Why I Built This Scraper

The client runs a decent-sized e-commerce shop, and they needed to consolidate their product data. We're talking hundreds of items, each with images, alt attributes, descriptions, and pricing. Doing this manually? Nightmare fuel.

There wasn't an API to work with (of course), and the site's CMS made exports clunky and incomplete. So, the natural move: build a scraper tailored to their structure.

The Approach I Took

The site had a fairly consistent product page layout, which made the scraping job easier. I inspected the HTML to identify reliable selectors for each piece of info I needed: image URLs, alt text, descriptions, and prices.

I used Python with requests and BeautifulSoup for HTML parsing. Once the data was collected, I used csv to dump the metadata and saved image files locally using urllib.parse.
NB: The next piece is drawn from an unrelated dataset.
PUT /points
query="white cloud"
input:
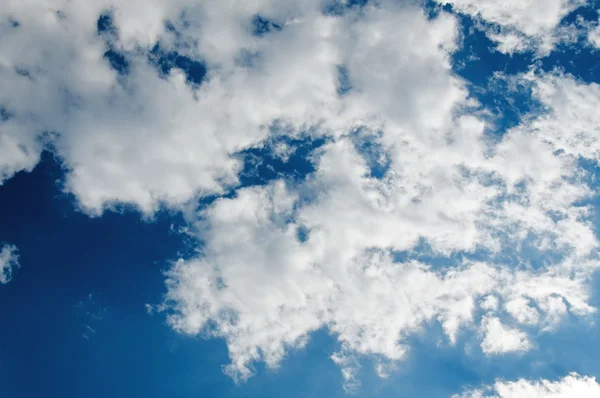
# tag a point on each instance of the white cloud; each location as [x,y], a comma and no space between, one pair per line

The scraper looped through product listing pages, visited each individual product, extracted the relevant data, and exported it all in one go.

Challenges Along the Way

  • Some images had lazy-loading with JavaScript. I had to tweak things to grab the data-src instead of src.
  • A few product pages were missing alt tags entirely. I flagged those for the client so they could fix them manually.
  • Rate limiting kicked in during my first full run. Threw in some random delays between requests to stay under the radar.

Tools and Tech Stack

  • Python for the whole script
  • requests for HTTP calls
  • BeautifulSoup for parsing HTML
  • urllib for downloading images
  • csv for output

Things I'd Improve Next Time

  • If I had more time, I’d add:
  • A small CLI interface with arguments for output path, rate limits, etc.
  • Option to export to JSON or a database instead of just CSV
  • Maybe a web UI for non-tech clients to run it themselves

For now though, it got the job done, saved the client a bunch of manual labor, and kept things lightweight. Always a win in my book.